The brotherly love of Esau and Jacob [Christians and Jews in Rabbinic mythic

typology], of Isaac and Ishmael [Jews and Muslims], will assert itself above all the

confusion that the evil brought on by our bodily nature has engendered. It will

overcome them and transform them to eternal light and compassion. This broad

concept, sweetened by the enlightenment of the true teaching of the Torah, must

be our guide on all our ways in the end of days, to seal our understanding of the Torah

with the imprint of the Messiah by turning the bitter to sweet, and darkness to light.[39]
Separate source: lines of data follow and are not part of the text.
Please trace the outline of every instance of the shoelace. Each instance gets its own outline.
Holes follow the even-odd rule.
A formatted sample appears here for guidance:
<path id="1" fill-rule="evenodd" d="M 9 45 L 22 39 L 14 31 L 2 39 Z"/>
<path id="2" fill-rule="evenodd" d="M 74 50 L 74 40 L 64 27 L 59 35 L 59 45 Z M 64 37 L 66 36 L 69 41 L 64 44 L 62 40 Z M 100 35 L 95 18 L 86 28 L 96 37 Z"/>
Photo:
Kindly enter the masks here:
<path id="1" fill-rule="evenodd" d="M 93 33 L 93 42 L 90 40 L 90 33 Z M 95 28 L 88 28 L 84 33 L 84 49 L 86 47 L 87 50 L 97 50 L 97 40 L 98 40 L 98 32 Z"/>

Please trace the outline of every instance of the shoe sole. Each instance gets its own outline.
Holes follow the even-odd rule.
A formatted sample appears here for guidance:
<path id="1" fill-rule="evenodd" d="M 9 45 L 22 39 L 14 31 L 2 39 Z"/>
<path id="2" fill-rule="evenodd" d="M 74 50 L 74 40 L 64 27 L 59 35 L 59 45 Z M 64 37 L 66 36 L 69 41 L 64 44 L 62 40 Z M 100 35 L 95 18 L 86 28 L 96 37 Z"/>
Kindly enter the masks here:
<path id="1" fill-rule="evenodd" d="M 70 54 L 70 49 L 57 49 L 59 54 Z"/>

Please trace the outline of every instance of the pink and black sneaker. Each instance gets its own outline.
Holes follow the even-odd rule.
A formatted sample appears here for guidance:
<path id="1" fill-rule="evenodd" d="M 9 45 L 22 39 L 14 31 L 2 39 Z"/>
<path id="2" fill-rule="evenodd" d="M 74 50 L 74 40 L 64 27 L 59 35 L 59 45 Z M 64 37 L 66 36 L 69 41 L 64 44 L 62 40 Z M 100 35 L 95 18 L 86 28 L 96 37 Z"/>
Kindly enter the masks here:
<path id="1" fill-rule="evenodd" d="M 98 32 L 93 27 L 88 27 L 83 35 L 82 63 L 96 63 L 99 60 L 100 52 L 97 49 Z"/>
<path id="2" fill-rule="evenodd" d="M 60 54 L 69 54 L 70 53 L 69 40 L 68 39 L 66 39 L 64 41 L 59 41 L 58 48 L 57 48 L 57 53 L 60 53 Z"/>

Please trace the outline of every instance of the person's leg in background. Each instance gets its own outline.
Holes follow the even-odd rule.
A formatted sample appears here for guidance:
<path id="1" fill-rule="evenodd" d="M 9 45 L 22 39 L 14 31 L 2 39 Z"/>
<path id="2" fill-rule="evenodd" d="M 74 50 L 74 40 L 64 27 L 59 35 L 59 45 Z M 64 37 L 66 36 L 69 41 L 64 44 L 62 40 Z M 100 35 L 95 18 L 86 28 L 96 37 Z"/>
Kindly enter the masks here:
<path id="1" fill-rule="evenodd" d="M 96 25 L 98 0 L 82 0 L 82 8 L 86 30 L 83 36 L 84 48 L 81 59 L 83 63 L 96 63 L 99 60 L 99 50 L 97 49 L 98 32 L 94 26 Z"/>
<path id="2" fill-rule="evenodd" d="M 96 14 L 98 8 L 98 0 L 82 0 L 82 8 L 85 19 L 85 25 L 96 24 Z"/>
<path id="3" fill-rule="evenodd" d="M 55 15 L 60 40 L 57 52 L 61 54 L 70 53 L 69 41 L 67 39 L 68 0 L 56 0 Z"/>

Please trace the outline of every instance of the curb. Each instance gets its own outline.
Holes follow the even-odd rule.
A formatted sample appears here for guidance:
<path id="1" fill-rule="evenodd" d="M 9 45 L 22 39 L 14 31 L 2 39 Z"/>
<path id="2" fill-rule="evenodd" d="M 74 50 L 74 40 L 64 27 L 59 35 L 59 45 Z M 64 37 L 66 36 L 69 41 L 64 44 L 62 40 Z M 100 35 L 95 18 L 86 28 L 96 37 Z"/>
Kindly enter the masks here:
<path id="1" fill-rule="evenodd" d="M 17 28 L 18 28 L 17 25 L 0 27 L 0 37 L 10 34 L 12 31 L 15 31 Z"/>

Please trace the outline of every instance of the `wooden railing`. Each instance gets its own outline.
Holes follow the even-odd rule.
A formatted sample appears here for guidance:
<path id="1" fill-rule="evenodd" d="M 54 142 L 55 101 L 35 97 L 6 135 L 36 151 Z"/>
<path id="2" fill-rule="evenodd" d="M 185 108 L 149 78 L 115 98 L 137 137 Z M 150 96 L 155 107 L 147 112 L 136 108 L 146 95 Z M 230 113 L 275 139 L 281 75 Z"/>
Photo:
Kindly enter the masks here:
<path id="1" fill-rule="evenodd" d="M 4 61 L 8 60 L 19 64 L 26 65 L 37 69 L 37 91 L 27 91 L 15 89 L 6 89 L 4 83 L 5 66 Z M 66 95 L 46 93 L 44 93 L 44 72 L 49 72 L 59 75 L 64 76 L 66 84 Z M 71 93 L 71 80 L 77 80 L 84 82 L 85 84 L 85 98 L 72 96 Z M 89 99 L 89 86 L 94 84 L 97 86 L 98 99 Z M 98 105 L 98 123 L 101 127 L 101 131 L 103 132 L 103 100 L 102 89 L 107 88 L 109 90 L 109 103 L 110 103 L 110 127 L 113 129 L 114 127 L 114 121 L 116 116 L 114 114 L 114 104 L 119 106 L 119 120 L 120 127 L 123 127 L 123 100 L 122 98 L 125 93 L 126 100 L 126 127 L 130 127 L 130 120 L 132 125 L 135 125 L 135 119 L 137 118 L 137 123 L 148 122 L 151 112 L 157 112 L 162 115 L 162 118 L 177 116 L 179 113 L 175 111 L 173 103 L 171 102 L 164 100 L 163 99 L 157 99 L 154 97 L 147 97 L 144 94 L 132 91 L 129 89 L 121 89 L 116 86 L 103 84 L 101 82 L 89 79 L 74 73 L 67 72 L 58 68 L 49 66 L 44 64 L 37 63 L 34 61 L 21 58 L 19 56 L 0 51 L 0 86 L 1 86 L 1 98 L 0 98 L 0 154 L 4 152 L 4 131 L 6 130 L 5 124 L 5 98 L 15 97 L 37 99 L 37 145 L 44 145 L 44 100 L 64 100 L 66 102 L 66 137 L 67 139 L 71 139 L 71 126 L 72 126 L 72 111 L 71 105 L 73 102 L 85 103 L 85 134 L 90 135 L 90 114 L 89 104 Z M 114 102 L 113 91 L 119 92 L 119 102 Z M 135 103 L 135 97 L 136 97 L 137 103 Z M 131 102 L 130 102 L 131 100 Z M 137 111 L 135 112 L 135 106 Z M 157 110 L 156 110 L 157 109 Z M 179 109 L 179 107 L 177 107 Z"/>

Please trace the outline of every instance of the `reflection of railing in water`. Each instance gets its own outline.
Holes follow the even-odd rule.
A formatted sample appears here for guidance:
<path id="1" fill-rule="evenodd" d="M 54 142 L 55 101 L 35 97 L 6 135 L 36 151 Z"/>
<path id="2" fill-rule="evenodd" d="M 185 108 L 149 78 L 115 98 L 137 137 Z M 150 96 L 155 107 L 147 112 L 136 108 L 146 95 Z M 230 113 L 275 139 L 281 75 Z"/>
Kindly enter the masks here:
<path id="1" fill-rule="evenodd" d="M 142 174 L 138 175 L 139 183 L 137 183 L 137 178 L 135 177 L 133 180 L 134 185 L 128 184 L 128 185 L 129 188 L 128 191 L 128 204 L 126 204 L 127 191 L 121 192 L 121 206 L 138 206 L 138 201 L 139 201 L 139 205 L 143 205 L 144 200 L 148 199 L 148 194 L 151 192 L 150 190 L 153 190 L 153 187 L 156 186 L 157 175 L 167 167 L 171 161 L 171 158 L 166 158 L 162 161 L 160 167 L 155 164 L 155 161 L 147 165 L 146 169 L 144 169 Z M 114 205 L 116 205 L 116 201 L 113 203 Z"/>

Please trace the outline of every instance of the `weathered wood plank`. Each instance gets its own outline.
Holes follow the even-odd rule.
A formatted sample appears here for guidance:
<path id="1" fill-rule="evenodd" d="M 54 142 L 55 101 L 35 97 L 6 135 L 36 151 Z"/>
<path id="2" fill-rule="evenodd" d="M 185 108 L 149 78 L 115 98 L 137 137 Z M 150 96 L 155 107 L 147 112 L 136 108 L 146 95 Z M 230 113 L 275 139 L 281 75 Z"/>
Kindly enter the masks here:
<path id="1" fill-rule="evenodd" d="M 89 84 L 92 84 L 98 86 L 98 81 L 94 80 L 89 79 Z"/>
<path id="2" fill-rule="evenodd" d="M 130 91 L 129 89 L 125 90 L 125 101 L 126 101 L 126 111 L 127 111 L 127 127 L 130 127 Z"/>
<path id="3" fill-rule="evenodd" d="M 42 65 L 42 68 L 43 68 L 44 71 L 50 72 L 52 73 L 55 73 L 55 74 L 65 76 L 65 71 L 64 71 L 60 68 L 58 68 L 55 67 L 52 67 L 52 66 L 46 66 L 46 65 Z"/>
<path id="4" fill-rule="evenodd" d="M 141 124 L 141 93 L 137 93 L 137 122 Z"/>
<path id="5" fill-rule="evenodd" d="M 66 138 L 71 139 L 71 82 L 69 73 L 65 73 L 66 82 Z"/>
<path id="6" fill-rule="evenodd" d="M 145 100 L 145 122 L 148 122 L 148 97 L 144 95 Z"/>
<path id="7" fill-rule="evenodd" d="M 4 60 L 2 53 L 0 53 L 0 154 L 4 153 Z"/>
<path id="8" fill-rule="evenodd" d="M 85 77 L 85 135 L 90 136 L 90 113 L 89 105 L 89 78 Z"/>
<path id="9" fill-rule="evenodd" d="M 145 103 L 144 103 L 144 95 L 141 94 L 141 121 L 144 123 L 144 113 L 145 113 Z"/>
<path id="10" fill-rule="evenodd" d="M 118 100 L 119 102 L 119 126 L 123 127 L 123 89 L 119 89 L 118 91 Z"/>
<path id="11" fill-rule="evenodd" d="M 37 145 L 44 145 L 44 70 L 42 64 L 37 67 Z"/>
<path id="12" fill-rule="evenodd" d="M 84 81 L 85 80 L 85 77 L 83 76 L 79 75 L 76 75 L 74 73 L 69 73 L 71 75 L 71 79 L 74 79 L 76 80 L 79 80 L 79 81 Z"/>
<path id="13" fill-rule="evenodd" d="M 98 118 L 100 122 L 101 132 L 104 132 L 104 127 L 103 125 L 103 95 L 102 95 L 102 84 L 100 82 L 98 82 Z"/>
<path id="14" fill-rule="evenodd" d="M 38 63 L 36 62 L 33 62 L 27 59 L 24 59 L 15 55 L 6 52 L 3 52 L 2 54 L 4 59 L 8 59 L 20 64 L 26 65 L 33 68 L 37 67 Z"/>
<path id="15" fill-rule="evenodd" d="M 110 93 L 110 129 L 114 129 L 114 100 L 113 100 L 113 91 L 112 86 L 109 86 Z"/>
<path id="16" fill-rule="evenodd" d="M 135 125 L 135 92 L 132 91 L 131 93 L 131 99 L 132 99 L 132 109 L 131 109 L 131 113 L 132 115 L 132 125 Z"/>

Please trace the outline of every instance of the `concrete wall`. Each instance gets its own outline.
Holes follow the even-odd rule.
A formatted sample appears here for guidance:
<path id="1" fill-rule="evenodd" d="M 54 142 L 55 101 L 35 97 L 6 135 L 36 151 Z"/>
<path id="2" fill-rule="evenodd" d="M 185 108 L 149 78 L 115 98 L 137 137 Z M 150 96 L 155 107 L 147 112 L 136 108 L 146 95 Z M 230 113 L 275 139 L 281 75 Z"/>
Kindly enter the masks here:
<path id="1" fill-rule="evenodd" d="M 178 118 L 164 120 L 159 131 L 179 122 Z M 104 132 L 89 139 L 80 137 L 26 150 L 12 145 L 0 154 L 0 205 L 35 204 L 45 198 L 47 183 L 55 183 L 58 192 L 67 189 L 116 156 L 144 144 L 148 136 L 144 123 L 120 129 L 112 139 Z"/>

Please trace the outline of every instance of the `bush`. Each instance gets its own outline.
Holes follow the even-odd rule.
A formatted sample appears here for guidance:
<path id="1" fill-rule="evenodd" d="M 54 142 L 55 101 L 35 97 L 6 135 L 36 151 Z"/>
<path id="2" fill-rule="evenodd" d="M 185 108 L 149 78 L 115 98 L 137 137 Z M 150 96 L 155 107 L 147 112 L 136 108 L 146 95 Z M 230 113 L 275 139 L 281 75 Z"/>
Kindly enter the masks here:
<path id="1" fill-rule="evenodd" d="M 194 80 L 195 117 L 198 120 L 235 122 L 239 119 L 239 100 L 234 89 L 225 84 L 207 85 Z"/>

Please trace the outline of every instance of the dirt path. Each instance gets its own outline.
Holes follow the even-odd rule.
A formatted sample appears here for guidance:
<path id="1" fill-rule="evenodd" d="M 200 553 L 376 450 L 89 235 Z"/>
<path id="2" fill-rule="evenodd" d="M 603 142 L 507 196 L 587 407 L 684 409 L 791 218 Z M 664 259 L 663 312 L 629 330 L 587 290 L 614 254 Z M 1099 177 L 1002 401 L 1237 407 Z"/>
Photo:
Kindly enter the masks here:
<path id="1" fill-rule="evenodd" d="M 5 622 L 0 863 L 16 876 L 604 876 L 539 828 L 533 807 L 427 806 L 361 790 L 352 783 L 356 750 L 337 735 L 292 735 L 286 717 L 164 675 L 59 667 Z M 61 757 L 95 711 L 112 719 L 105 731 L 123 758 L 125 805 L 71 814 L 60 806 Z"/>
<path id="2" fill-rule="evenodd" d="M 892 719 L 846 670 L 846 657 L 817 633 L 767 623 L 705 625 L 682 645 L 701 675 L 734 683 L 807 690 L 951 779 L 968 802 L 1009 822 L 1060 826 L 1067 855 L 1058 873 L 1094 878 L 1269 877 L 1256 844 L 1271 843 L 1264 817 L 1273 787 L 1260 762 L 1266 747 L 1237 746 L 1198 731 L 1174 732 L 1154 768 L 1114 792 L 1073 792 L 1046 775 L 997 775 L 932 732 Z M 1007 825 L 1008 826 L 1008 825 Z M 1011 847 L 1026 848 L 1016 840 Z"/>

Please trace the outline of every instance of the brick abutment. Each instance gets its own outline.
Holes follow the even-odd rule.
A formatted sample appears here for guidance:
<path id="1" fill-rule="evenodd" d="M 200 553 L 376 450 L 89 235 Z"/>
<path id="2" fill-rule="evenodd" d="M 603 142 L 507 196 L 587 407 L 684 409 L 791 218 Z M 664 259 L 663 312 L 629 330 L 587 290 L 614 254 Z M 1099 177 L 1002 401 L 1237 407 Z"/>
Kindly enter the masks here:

Maimonides argued against supernatural messianism[40] because he knew that it lent itself to zealous and dangerous extremes. Jewish history has confirmed his apprehensions. The zealots who fought against Rome in 66-70 C.E. and invited the destruction of the Second Temple, the warriors of Bar Kokhba (who was considered the Messiah by no less an authority than Rabbi Akiva) who fought the same Roman Empire some sixty years later, and the followers of the false messiah Shabbatai Tzvi (who ended up converting to Islam under threat of execution) in 1665 and later - all of these messianists were devout Jews who fervently believed in the imminent inauguration of a radically new era of history. Like faithful Shi’ites, they were strengthened by a deep trust in God’s transcendent power to reverse an existential condition of communal degradation. And like faithful Shi’ites, that trust led them to embrace causes that seemed futile, even unto martyrdom. The common denominator is a readiness to live in two realities simultaneously: actual history with its political impotence, painful tragedies, and incessant struggles; and messianic meta-history with its Divine promise of political empowerment, redemptive healing, and spiritual fulfillment. The profound tension of this paradoxical existence, with its latent power and creativity, is captured in this passage from Scholem’s essay:

The magnitude of the Messianic idea corresponds to the endless powerlessness in Jewish history during all the centuries of exile, when it was unprepared to come forward onto the plan of world history. There’s something preliminary, something provisional about Jewish history; hence its inability to give of itself entirely. For the Messianic idea is not only consolation and hope. Every attempt to realize it tears open the abysses which lead each of its manifestations ad absurdum. There is something grand about living in hope, but at the same time there is something profoundly unreal about it. It diminishes the singular worth of the individual, and he can never fulfill himself, because the incompleteness of his endeavors eliminates precisely what constitutes its highest value. This in Judaism the Messianic idea has compelled a life lived in deferment, in which nothing can be done definitively, nothing can be irrevocably accomplished. One may say, perhaps, the Messianic idea is the real anti-existentialist idea. Precisely understood, there is nothing concrete which can be accomplished by the unredeemed. This makes for the greatness of Messianism, but also for its constitutional weakness.[41]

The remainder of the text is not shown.